Concernant les deux autres enjeux principaux de ces négociations à savoir le caractère insuffisant des réductions d’émissions annoncées pour 2020 et les financements « climat » pour les pays en développement, les textes de Varsovie répètent une fois de plus la nécessité d’augmenter le niveau d’ambition et décide… qu’on continuera à en parler l’année prochaine faute de pouvoir se mettre d’accord sur un calendrier, des objectifs précis ou des actions concrètes. Seul le fonds pour l’adaptation, chroniquement sous financé, s’est vu renfloué pour un montant de 100 millions de dollars, avec une participation de la Belgique de 4,45 millions d’euros. Il s’agit de gestes encourageants mais qui restent symboliques. Pour rappel, la communauté internationale s’était engagée à Copenhague à donner 100 milliards de dollars par an d’ici 2020. Quant à la Belgique, elle avait promis 50 millions d’euros pour 2013.

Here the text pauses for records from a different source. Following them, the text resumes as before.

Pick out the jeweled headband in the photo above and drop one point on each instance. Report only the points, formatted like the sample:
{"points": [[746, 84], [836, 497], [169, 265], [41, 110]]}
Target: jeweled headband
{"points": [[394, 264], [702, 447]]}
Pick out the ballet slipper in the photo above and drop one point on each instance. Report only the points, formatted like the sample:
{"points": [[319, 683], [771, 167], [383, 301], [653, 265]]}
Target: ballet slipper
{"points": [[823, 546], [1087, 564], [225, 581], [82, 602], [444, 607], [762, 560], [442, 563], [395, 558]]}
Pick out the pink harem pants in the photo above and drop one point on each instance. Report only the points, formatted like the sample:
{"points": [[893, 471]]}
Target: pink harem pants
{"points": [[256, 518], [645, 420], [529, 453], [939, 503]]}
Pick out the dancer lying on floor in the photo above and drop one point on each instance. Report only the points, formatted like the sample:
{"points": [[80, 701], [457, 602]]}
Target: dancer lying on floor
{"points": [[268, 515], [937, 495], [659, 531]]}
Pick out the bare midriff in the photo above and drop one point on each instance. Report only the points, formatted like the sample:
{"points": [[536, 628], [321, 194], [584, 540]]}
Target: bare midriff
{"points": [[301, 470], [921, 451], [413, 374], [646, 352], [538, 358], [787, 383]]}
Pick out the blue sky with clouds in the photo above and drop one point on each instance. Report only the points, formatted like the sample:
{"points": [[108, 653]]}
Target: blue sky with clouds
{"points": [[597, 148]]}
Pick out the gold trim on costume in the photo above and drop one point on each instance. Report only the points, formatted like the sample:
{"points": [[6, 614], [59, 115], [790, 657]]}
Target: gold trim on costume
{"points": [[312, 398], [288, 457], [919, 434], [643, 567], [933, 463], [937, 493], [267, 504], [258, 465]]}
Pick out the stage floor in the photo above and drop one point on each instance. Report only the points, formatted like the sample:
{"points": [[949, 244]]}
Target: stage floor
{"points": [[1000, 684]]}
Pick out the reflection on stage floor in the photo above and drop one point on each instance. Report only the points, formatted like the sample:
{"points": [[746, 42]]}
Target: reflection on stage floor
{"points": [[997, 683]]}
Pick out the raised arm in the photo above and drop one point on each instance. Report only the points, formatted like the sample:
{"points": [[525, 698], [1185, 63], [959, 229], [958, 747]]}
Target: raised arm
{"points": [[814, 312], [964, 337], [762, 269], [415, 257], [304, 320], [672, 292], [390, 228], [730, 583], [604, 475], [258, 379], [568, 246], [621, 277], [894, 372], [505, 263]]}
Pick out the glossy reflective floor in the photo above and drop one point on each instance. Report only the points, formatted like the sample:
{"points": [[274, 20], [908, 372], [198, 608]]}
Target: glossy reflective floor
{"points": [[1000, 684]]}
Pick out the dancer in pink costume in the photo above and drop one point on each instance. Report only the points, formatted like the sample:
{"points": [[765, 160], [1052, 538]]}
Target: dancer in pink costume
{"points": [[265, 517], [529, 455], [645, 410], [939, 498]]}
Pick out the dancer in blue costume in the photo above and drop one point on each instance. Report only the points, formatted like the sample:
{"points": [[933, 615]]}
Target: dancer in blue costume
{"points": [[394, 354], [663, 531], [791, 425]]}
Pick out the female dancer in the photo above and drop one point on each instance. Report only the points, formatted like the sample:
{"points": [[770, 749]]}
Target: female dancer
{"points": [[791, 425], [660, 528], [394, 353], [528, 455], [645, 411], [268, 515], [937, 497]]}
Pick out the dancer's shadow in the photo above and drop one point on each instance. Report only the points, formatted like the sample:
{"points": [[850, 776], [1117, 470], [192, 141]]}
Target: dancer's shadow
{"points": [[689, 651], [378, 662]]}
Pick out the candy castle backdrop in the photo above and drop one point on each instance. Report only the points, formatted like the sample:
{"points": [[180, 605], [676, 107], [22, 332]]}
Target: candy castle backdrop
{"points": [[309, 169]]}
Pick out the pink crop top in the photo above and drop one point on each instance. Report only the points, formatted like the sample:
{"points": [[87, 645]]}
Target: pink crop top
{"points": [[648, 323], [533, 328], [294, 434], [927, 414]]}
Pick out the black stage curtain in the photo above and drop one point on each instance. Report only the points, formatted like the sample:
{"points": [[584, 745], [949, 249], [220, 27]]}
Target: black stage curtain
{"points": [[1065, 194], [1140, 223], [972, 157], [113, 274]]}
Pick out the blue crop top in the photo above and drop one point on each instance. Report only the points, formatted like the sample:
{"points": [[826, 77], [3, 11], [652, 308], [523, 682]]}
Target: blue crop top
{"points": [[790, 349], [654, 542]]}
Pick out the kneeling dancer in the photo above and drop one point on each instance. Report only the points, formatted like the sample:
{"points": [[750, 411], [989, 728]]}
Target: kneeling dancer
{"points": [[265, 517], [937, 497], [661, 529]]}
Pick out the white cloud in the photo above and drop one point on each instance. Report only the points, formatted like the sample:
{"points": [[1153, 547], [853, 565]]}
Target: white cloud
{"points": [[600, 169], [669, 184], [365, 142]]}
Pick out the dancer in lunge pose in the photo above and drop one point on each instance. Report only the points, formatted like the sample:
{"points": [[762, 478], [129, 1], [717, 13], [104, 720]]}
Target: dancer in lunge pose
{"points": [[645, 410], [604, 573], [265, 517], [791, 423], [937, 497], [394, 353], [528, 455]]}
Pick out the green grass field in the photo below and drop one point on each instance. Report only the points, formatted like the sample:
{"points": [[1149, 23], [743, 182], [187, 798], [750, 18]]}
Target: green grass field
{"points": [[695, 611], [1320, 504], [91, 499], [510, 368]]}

Au milieu de ce tableau plutôt sombre, une touche de lumière est apportée par les décisions prises en matière de protection des forêts. Après des années de négociations, les ONG saluent l’adoption de plusieurs décisions techniques pour opérationnaliser le mécanisme REDD+ qui doit offrit des compensations aux pays tropicaux pour la protection de leurs forêts. Il ne reste plus qu’à décider d’où viendra l’argent…

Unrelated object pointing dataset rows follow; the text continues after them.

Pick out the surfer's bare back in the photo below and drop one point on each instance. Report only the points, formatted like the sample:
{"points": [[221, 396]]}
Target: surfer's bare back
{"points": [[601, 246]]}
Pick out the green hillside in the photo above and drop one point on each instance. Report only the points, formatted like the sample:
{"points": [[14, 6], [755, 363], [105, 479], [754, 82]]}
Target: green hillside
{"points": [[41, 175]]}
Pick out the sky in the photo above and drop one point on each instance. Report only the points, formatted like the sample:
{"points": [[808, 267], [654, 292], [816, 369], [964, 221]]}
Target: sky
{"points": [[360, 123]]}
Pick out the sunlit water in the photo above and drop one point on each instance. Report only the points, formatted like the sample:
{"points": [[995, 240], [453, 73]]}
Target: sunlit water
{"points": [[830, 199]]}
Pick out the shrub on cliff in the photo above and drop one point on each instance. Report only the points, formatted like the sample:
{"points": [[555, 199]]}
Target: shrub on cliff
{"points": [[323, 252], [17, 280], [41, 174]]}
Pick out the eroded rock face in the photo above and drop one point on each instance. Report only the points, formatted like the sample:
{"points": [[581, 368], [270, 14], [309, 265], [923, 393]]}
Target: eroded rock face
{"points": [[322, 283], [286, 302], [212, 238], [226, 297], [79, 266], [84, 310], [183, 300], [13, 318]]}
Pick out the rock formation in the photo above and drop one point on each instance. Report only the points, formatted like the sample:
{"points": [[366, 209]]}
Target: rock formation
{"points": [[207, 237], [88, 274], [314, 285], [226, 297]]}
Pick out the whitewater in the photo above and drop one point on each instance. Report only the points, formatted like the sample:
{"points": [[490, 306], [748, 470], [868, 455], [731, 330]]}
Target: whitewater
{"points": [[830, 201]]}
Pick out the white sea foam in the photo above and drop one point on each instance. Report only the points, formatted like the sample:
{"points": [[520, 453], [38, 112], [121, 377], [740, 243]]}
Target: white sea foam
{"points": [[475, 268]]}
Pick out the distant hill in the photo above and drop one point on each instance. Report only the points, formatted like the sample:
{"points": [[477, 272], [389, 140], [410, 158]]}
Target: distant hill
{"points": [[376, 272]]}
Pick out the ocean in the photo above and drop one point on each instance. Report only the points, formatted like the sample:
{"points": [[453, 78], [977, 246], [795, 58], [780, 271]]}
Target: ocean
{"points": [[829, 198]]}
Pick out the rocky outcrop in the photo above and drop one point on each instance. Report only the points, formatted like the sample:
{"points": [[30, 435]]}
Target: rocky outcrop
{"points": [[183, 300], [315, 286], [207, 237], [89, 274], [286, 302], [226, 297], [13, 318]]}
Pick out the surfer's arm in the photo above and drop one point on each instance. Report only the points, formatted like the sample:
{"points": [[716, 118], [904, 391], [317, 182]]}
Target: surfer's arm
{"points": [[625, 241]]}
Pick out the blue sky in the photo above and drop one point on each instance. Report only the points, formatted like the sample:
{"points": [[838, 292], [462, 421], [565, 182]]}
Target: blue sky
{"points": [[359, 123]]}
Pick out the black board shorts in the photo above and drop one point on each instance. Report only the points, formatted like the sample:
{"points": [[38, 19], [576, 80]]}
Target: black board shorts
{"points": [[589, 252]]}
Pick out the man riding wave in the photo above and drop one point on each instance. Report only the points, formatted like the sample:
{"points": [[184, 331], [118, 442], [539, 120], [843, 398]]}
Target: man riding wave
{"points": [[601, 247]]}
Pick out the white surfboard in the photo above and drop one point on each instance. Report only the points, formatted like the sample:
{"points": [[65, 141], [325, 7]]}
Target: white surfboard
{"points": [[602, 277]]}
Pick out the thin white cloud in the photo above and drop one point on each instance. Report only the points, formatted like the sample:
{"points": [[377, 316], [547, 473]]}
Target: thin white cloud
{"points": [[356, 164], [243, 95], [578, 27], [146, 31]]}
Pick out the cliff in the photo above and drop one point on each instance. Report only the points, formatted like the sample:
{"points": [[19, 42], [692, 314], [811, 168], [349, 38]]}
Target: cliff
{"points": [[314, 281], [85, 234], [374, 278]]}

La dynamique des négociations

Les négociations de Varsovie ont été marquées par une absence de leardership, y compris de l’Union européenne. Les pays industrialisés, qui devraient en premier s’engager pour la cause climatique, sont venus « les mains vides » : sans mesures concrètes pour réduire davantage leurs émissions d’ici 2020 ni clarifications sur la manière dont ils comptent mobiliser les 100 milliards de dollars annuels promis d’ici 2020. Pire, l’Australie, le Japon et le Canada ont adopté une attitude très négative dans ces négociations. L’Australie n’a pas pris la peine d’envoyer son ministre de l’Environnement pour la représenter, celui étant resté au pays pour supprimer la taxe carbone. Quant au Canada, il a salué la décision de l’Australie et publiquement incité les autres pays à n’envoyer qu’un représentant subalterne. Le Japon de son côté a annoncé qu’il révisait à la baisse ses engagements de réduction des émissions de CO2. Au lieu des 25% promis d’ici 2020 par rapport aux niveaux de 1990, le Japon se limitera à 3.8% de réduction – et par rapport aux niveaux de 2005, soit une augmentation de 3,1% par rapport à 1990 !

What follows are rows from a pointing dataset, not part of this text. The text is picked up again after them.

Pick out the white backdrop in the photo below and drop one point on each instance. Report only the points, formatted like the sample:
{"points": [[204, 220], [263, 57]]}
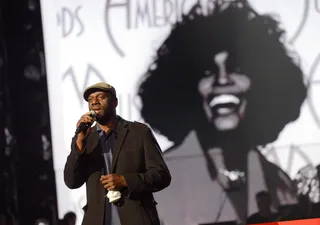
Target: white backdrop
{"points": [[87, 41]]}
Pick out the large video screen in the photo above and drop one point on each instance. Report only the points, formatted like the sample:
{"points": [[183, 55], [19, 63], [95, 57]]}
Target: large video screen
{"points": [[230, 88]]}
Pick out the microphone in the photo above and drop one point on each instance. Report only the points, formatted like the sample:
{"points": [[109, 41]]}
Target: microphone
{"points": [[84, 126]]}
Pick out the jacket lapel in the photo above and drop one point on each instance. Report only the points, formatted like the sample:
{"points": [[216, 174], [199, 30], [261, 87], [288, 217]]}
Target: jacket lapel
{"points": [[93, 139], [121, 133]]}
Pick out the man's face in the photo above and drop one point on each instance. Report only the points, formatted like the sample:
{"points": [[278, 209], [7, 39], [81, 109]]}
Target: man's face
{"points": [[223, 92], [103, 103]]}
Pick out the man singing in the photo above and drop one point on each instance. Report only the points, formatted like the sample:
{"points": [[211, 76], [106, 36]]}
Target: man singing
{"points": [[115, 156]]}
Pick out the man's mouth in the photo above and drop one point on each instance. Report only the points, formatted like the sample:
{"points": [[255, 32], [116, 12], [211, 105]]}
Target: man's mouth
{"points": [[96, 109], [224, 104]]}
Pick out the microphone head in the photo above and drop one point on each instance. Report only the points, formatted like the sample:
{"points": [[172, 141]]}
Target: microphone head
{"points": [[93, 114]]}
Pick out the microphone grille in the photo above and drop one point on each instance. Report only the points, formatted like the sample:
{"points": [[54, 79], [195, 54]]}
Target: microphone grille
{"points": [[93, 114]]}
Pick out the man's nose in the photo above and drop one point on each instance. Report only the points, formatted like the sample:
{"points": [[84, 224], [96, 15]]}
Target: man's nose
{"points": [[222, 78], [94, 101]]}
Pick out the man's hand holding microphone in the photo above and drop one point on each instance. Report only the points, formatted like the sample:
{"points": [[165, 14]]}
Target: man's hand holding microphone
{"points": [[112, 182], [84, 128]]}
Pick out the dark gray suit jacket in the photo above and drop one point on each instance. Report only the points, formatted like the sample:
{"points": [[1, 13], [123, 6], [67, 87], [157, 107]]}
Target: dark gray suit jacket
{"points": [[138, 157]]}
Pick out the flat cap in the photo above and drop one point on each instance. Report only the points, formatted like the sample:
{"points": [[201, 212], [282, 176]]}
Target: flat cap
{"points": [[101, 86]]}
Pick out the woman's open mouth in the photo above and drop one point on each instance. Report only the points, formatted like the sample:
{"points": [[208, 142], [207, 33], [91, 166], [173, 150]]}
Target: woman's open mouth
{"points": [[224, 104]]}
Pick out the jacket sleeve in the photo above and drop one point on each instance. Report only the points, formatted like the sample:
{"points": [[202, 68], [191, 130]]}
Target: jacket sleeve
{"points": [[157, 175], [74, 170]]}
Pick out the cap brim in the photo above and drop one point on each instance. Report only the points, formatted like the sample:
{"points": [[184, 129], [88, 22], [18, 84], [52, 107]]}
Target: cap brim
{"points": [[92, 90]]}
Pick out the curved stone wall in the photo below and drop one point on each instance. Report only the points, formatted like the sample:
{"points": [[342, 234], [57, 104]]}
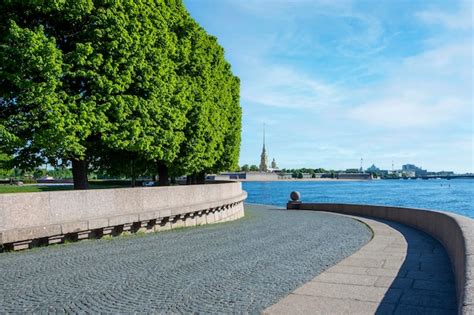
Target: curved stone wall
{"points": [[455, 232], [27, 218]]}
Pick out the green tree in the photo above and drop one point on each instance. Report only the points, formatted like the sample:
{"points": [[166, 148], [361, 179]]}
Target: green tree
{"points": [[213, 124], [82, 79], [254, 168], [245, 168]]}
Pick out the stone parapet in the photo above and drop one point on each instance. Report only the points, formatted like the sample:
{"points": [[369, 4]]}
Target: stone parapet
{"points": [[454, 232], [49, 217]]}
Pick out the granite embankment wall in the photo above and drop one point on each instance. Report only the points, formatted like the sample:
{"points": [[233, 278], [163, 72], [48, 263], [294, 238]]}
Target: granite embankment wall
{"points": [[29, 218], [455, 232]]}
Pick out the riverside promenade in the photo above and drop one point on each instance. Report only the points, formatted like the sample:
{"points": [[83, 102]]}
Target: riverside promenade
{"points": [[401, 271], [243, 266]]}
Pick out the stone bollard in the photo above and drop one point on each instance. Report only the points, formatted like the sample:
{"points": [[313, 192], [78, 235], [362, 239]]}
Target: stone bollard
{"points": [[294, 203]]}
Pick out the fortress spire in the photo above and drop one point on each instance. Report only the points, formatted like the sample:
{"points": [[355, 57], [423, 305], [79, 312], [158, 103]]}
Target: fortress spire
{"points": [[263, 156]]}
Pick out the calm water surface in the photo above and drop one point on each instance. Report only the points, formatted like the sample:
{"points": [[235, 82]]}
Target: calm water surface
{"points": [[456, 195]]}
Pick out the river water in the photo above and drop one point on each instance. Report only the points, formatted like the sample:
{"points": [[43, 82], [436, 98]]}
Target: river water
{"points": [[456, 195]]}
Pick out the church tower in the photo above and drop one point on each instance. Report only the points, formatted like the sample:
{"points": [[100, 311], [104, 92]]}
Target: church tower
{"points": [[263, 156]]}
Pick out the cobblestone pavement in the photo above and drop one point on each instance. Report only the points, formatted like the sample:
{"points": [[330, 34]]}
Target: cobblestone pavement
{"points": [[401, 271], [240, 266]]}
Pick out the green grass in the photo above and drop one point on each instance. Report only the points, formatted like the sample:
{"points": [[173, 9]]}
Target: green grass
{"points": [[6, 188]]}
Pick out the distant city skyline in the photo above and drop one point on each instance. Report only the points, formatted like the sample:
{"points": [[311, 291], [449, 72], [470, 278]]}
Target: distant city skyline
{"points": [[335, 81]]}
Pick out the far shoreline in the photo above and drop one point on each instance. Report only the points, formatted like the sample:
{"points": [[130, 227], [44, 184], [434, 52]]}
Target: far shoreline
{"points": [[306, 180]]}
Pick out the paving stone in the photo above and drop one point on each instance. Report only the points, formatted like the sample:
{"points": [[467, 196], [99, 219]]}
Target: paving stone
{"points": [[349, 292], [394, 282], [403, 309], [300, 304], [342, 278], [402, 253], [348, 270], [362, 262], [238, 267], [425, 298], [444, 286]]}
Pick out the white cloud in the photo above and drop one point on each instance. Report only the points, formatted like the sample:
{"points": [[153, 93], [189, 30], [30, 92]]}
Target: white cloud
{"points": [[425, 90], [459, 20], [280, 86]]}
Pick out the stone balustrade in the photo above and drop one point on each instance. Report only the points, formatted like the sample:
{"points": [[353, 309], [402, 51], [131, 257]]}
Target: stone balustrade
{"points": [[454, 232], [28, 219]]}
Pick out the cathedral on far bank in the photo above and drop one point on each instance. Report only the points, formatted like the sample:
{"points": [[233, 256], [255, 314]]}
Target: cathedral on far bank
{"points": [[264, 158]]}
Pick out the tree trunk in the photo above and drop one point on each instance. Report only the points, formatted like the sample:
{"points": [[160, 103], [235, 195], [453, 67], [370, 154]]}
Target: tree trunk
{"points": [[133, 176], [79, 174], [201, 178], [163, 176]]}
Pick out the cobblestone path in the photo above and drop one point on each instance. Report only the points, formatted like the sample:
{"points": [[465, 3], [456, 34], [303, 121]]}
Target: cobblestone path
{"points": [[241, 266], [401, 271]]}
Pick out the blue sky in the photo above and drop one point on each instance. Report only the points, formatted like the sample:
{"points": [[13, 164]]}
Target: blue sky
{"points": [[336, 80]]}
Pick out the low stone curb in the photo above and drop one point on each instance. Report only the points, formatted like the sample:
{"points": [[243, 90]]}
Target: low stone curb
{"points": [[454, 232]]}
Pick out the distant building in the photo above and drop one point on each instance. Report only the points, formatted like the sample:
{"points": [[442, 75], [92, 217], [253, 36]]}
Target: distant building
{"points": [[410, 169], [355, 176], [263, 157], [274, 166], [373, 169]]}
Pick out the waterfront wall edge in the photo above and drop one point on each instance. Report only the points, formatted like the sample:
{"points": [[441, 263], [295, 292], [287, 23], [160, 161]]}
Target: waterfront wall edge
{"points": [[29, 219], [454, 232]]}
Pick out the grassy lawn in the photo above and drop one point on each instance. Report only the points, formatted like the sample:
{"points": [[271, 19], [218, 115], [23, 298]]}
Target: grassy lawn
{"points": [[6, 188]]}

Face au manque flagrant d’ambition des pays industrialisés, les pays en développement ont évidemment été peu enclins à avancer sur un accord global contraignant « applicable à tous ». Les pays émergents ont d’ailleurs pesé de tout leur poids à Varsovie pour réintroduire dans la feuille de route pour Paris, la séparation entre pays industrialisés et en développement, telle qu’elle existe pour le protocole de Kyoto où seuls les pays industrialisés se sont engagés à réduire leurs émissions. Sans vraiment y parvenir face à un refus catégorique des Etats-Unis et de l’Europe.

Il reste deux ans pour conclure un accord global, ambitieux et contraignant à Paris. Les négociateurs vont devoir passer à la vitesse supérieure s’ils ne veulent pas faire de Paris un Copenhague bis. L’Union européenne a une chance de reprendre son leadership dans la lutte contre les changements climatiques en adoptant au printemps prochain un paquet énergie-climat ambitieux pour 2030. Les ONG environnementales demandent au moins 55% de réduction en interne des émissions de gaz à effet de serre en 2030 par rapport à 1990 pour que l’Europe fasse sa part du boulot.

Il est grand temps que la communauté internationale réalise que personne ne sortira gagnant de la course actuelle au « moins disant », et que ce seront les populations les plus vulnérables qui paieront la facture de notre inaction.